I have some basic question about spring force. The anchor position for spring is its equlibrium position. As the spring is stretched, when released, it is expected that it should come back to its equilibrim position. But I found when less force is applied, the new equilibrium position is a bit far from the original position of rest. The more force is applied, it comes closer to the original equilibrium position. Could any one explain this behaviour with mathematics. For a certain amount force if I always want the spring to be back in its original equilibrium position, what do I need to do?

2. Sep 18, 2010

### Thaakisfox

well could you give a bit more detailed description of what you did exactly? ws the spring hanging, and moving vertically? or was it on a horizontal table?
if it was on a horizontal table then most probably since you applied less force the friction on the table slowed it down.
But share your experiment with a bit more detail, and then I could help more.

3. Sep 18, 2010

### alxm

Well, the simplest model of the force of a spring is Hooke's law, that the force is proportional to the displacement (stretching) of the spring. Hooke's law is usually only true for small displacements. -Springs cannot be stretched to any length or compressed to any length, the begin to deform, etc. A Hooke's law spring will continue to oscillate forever (harmonic oscillator), since there's no friction. The simplest way to include friction is to create a 'damped oscillator', where you have a term that represents friction, air-resistance, or whatever losses you may have, as giving rise to a force proportional to velocity. A damped oscillator will also return to its original position.

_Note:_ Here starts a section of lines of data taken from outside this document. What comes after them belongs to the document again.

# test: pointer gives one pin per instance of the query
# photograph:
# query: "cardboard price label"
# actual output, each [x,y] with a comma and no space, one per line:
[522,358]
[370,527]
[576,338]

So to describe what you're seeing, you'd need a more accurate description of how the force on the string changes with displacement, and a more accurate description of how the friction/damping acts on the spring. You could model this in many ways, perhaps doing an expansion of spring's force in higher powers of x (with corresponding spring constants), and the friction in higher powers of v (and friction terms).

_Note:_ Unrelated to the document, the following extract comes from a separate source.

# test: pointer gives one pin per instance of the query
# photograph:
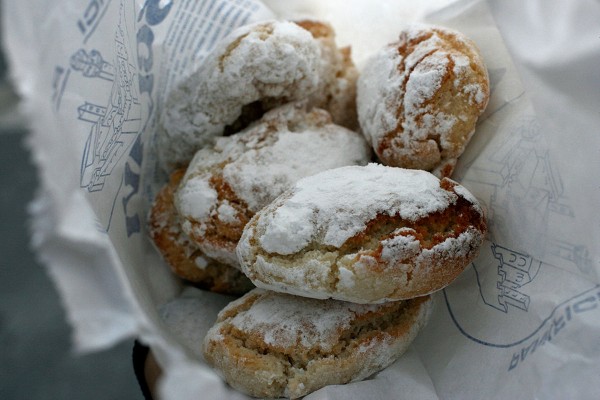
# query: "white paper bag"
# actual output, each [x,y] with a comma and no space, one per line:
[521,322]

If you then balance the forces, as one does in deriving the equations for the harmonic/damped oscillators, you get an ordinary differential equation. But unlike the simpler models, there likely isn't an analytical solution to it. It'd be a non-linear ODE. One of the characteristics of these is that they often have many different equilibrium points, in other words, depending on how the system starts out (and it may be extremely sensitive to this, which is part of chaos theory), it can converge to different stationary points. So it's not entirely surprising that it may return to different points if compressed and released at different distances.

That's basically the best "mathematical" explanation I can give you, short of doing actual calculations. Basically, you've called our bluff. The reason why damped oscillators are taught in all the textbooks isn't because it's a great model of real-world springs, but because it's a model that happens to have a straightforward exact solution. But you see, as soon as you step off the path of neat idealizations and exactly-solvable models, even the simplest things can get quite complicated. Welcome to physics (and the forums)!

4. Sep 19, 2010

### Jenny_wui

Thank you very much. Actually I am doing some programming in graphics. Here I have chosen some anchor point. As the distance from the anchor point increases, force increases and displacement takes place proportionately. But when in released position, it always stops a bit away from the anchor position. I am not doing any experiment. Just want to show something with programming. But I need to show that after release, it comes back to the original anchor position. How to fill in the gap? Could any one suggest?